The electoral college was created because it was expected that state governments would elect the president, not citizens. In the presence of direct election of the president, it's an anachronism at best. It was never about "tyranny of the majority", and in a two-party system, trying to prevent the tyranny of the majority is just a tyranny of the minority.

If you want, weight the votes so votes in small states count more, or votes in rural areas count more. It'll still be a much more fair and equitable system than the electoral college, which effectively means that anyone outside a swing state has no representation.

Of course, doing it that way would make it much more obvious that there's no credible reason we should give 1,000 suburbanites Wyoming more voting power than 1,000 farmers in rural California, or 1,000 voters in Columbus more power than 1,000 voters in Brooklyn.

cycomanic|3 years ago

Even though that gets brought up as a reason very often it is not true. Firstly the US (like many other democracies) has a two house system. The senate is designed to counter balance the power of high population states. Even if the US went to a popular vote system now it would not be governed by california and NY, because the senate gives disproportionate power to smaller states.

If you read historians opinions there are several reasons, the "big States get all the power" is typically not cited [1], however one important reason which does get cited is slavery. The southern states wanted a way to count slaves as population without actually letting them vote. The three fifth rule was the compromise [2 - 4]

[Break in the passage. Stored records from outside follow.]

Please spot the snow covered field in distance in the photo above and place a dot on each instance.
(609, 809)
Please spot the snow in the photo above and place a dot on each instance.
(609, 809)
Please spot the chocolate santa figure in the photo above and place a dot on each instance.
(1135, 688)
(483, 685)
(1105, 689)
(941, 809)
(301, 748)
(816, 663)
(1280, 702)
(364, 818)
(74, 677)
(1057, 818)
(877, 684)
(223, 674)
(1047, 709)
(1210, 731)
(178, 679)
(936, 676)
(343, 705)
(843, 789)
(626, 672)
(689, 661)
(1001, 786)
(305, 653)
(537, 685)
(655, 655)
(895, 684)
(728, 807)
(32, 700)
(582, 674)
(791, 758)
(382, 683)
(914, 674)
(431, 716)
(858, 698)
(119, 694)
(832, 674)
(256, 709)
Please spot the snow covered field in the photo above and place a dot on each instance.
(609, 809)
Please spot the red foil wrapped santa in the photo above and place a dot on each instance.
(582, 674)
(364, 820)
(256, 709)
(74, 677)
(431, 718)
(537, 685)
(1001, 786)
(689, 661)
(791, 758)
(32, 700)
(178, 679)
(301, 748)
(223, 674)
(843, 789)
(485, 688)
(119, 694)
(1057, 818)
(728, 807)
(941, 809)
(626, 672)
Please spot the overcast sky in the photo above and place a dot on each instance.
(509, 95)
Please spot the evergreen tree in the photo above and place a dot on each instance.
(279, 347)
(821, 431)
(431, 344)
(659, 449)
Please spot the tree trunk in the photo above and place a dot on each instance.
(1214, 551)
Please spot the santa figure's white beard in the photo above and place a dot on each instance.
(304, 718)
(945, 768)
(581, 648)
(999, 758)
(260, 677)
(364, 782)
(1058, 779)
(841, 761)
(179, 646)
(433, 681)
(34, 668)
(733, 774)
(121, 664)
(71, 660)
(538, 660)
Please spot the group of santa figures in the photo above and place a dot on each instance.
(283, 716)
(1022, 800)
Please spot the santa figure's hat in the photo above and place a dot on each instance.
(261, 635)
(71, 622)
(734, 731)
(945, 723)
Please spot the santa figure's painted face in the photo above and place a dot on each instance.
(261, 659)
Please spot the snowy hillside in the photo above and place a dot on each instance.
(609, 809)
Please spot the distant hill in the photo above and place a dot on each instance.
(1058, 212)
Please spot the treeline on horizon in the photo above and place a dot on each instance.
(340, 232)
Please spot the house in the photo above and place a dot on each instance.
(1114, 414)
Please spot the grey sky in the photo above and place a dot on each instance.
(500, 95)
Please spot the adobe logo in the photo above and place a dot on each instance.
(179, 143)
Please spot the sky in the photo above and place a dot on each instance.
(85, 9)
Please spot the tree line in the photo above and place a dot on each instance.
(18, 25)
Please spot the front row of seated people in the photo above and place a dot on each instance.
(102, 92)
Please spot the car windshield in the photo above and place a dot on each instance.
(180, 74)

[1] https://uselectionatlas.org/INFORMATION/INFORMATION/electcol...

[2] https://historyofyesterday.com/the-racist-origins-of-america... [3] https://www.npr.org/2020/10/30/929609038/how-electoral-colle... [4] https://www.theatlantic.com/ideas/archive/2019/11/electoral-...

neura|3 years ago

Yeah, I guess it's as black and white as you state. There's no in-between like keeping the per state allotments while still having that allotment be chosen by the people instead of adding another layer in between that is "voting for the people", which I provide in quotes because who actually believes that is happening? "voting on behalf of their supporters", at best.